Support Questions

Find answers, ask questions, and share your expertise
Announcements
Celebrating as our community reaches 100,000 members! Thank you!

List hbase tables Spark sql

avatar
Contributor

I would like to list Hbase tables using Spark SQL.

Tried below code, but its not working. Do we need to set hbase host, zookeeper quorum etc details in the Spark sql context options?

val sparkConf = new SparkConf().setAppName("test")

val sc= new SparkContext(sparkConf)

val sqlContext = new SQLContext(sc)

val hiveContext = new HiveContext(sqlContext)

val listOfTables = hiveContext.sql("list")

listOfTables.show

1 ACCEPTED SOLUTION

avatar
Guru

@Sankaraiah Narayanasamy

You can't list Hbase tables using Spark SQL because Hbase tables do not have a schema. Each row can have a different number of columns and each column is stored as a byte array not a specific data types. HiveContext will only allow you to list tables in Hive not Hbase. If you have Apache Phoenix installed over the top of Hbase, it is possible to see a list of tables, but not using HiveContext.

If you are trying to see a list of Hive Tables that SparkSQL can access, then the command is "show tables" not "list". So your code should be.

val listOfTables = hiveContext.sql("show tables")

This will work assuming that you have Spark configured to point at the Hive Metastore.

View solution in original post

6 REPLIES 6

avatar
Guru

@Sankaraiah Narayanasamy

You can't list Hbase tables using Spark SQL because Hbase tables do not have a schema.
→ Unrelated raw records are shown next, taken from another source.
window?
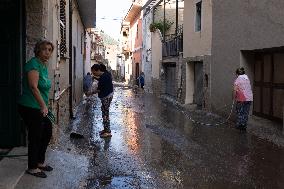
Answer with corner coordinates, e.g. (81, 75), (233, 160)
(59, 0), (67, 57)
(195, 1), (202, 32)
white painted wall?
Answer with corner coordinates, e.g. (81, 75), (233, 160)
(72, 1), (85, 105)
(183, 0), (212, 57)
(142, 10), (153, 92)
(84, 32), (91, 75)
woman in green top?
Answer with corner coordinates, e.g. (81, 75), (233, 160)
(19, 40), (54, 178)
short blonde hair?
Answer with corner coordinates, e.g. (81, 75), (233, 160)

Each row can have a different number of columns and each column is stored as a byte array not a specific data types. HiveContext will only allow you to list tables in Hive not Hbase. If you have Apache Phoenix installed over the top of Hbase, it is possible to see a list of tables, but not using HiveContext.

If you are trying to see a list of Hive Tables that SparkSQL can access, then the command is "show tables" not "list". So your code should be.

val listOfTables = hiveContext.sql("show tables")

This will work assuming that you have Spark configured to point at the Hive Metastore.

avatar
Contributor

@Vadim Vaks:

Thanks for the answer, so we cannot list the Hbase tables using Spark SQL Context.

avatar
Guru

@Sankaraiah Narayanasamy

Not unless you create a Hive table using an Hbase storage handler:

https://cwiki.apache.org/confluence/display/Hive/HBaseIntegration

This will impose a schema onto an Hbase table through Hive and save the schema in the metastore. Once it's in the metastore, you can access it through HiveContext.

Or if you have Phoenix installed and you create a table through Phoenix, it will create am Hbase table as well as a schema catalog table. You can do a direct JDBC connection to Phoenix just like you would connect to mysql or postgres. You just need to use the Phoenix JDBC driver. You can then use meta data getters on the JDBC connection object to get the tables in the Phoenix.

Once you know the table you want to go after

import org.apache.phoenix.spark._

val df = sqlContext.load("org.apache.phoenix.spark", Map("table"->"phoenix_table","zkUrl"->"localhost:2181:/hbase-unsecure"))

df.show

This way, Spark will load data using executors in parallel. Now just use the Data Frame with the SQL context like normal.

avatar
Super Collaborator

Hive and HiveContext in Spark can only show the tables that are registered in the Hive Metastore and Hbase tables are usually not there because the schema of most Hbase tables are not easily defined in the metastore.

To read HBase tables from Spark using DataFrame API please consider Spark HBase Connector

avatar
Contributor

@Bikas

We are actually using HortonWorks Hbase connector, But i cannot use this API to list tables, this is just for one POC , which we are trying to list Hbase tables.

avatar
Super Collaborator

SHC does not have a notion of listing tables in HBase. It works on the table catalog provided to the data source in the program. Hive will also not list HBase tables because they are not present in the metastore. There is some rudimentary way to add Hbase external tables in Hive but I dont think that really used. I could be wrong.

To list Hbase tables, currently the only reliable way would be to use HBase API's inside the spark program to list tables.